Но все-таки совсем не думать было невозможно.
Надвигалась самая страшная опасность в истории каждого народа – несоответствие между жизнью внешней и внутренней.
Это было заметно и нам, детям. Нас тщательно оберегали родители от понимания этого несоответствия, но тем самым еще больше подчеркивали его.
Мои отец и мать познакомились в геологоразведочном институте, где они вместе учились. Это были двадцатые годы.
Тогда в высшие учебные заведения принимались в основном дети рабочих и крестьян. Это было совершенно естественной реакцией на то, что в годы царизма получали образование в основном дети обеспеченных родителей. Справедливость восстанавливалась. Но, как часто бывает, при слишком горячем восстановлении справедливости допускается новая несправедливость.
Евгений Евтушенко на станции «Зима».
Вот что сказала станция Зима:
«Живу я скромно, щелкаю орехи,
тихонько паровозами дымлю,
но тоже много думаю о веке,
люблю его и от него терплю.
Ты не один такой сейчас на свете
в своих исканьях, замыслах, борьбе.»
(Евгений Евтушенко. Из поэмы «Станция „Зима“». 1955 г.)
На русском языке это получило четкое и образное определение «перегиб».
При перегибе в системе приема дети интеллигентов выглядели в высших учебных заведениях белыми воронами. Это случилось и с моим отцом.
Однажды на комсомольском собрании в институте его обвинили в буржуазных настроениях за то, что он… носил галстук.
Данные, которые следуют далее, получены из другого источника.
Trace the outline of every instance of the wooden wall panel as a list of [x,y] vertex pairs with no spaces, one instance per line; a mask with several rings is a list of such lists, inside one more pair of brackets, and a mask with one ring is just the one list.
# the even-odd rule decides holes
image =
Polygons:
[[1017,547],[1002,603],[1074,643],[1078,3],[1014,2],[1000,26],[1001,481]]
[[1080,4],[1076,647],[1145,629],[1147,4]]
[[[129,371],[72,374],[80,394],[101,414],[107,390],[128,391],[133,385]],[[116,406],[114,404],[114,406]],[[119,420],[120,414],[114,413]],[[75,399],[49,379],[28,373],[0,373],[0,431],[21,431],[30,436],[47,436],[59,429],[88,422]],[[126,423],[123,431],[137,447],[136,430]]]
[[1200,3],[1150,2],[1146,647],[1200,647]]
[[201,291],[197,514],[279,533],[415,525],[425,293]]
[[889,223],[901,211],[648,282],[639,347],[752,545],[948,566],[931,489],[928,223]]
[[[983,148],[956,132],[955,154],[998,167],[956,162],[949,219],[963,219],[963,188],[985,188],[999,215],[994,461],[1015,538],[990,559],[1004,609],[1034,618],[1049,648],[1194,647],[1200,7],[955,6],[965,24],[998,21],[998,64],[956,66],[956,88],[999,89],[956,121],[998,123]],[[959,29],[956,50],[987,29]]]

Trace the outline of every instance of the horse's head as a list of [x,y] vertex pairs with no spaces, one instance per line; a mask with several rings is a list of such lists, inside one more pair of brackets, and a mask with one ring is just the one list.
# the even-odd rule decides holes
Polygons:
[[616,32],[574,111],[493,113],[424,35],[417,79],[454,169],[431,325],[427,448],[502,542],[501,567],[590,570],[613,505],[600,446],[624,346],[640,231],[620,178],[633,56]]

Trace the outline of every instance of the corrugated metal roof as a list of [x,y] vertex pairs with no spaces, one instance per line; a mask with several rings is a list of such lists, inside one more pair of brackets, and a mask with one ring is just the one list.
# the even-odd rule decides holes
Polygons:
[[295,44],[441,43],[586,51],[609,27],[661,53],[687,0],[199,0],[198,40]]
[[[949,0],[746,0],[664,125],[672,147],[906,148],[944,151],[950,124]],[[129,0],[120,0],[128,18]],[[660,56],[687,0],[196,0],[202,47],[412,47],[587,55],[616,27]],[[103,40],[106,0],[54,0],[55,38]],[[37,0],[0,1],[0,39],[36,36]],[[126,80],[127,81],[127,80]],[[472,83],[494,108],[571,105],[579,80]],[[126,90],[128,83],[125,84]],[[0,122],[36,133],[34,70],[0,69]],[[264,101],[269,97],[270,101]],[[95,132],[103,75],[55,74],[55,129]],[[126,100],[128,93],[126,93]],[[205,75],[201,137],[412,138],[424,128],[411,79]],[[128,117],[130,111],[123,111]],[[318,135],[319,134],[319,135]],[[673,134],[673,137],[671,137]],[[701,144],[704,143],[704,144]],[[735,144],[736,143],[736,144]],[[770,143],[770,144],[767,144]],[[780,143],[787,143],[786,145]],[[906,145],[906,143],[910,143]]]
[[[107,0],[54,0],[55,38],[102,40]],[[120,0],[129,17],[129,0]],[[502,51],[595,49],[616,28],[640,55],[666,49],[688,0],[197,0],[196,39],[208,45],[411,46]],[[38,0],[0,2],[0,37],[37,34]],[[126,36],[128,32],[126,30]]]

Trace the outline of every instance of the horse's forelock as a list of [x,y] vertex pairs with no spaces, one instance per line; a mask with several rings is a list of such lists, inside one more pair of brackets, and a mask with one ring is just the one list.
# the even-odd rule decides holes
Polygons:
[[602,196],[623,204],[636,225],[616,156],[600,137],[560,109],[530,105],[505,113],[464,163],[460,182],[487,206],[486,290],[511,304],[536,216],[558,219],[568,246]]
(Отец, улыбаясь, рассказал мне это, когда мы с ним безуспешно пытались пройти вечером в один московский ресторан – безуспешно, потому что на нас не было галстуков.)
Однако галстук отца не помешал ему подружиться с худенькой девушкой, которая из революционной принципиальности носила мужскую красную косоворотку и сапоги, – моей матерью. Вскоре они поженились.
Моя мать, родившаяся в Сибири, не была такой начитанной, как отец, но она зато хорошо знала, что такое земля и что такое труд.
И я благодарен отцу за то, что он привил мне с детства любовь к книгам, а матери за то, что она привила мне любовь к земле и труду. Наверно, до конца моей жизни я буду ощущать себя полуинтеллигентом-полукрестьянином.
Я знаю, что первое обстоятельство, может быть, ограничивает меня, но зато я уверен, что второе всегда спасает меня от недостойной формы интеллигентности – снобизма.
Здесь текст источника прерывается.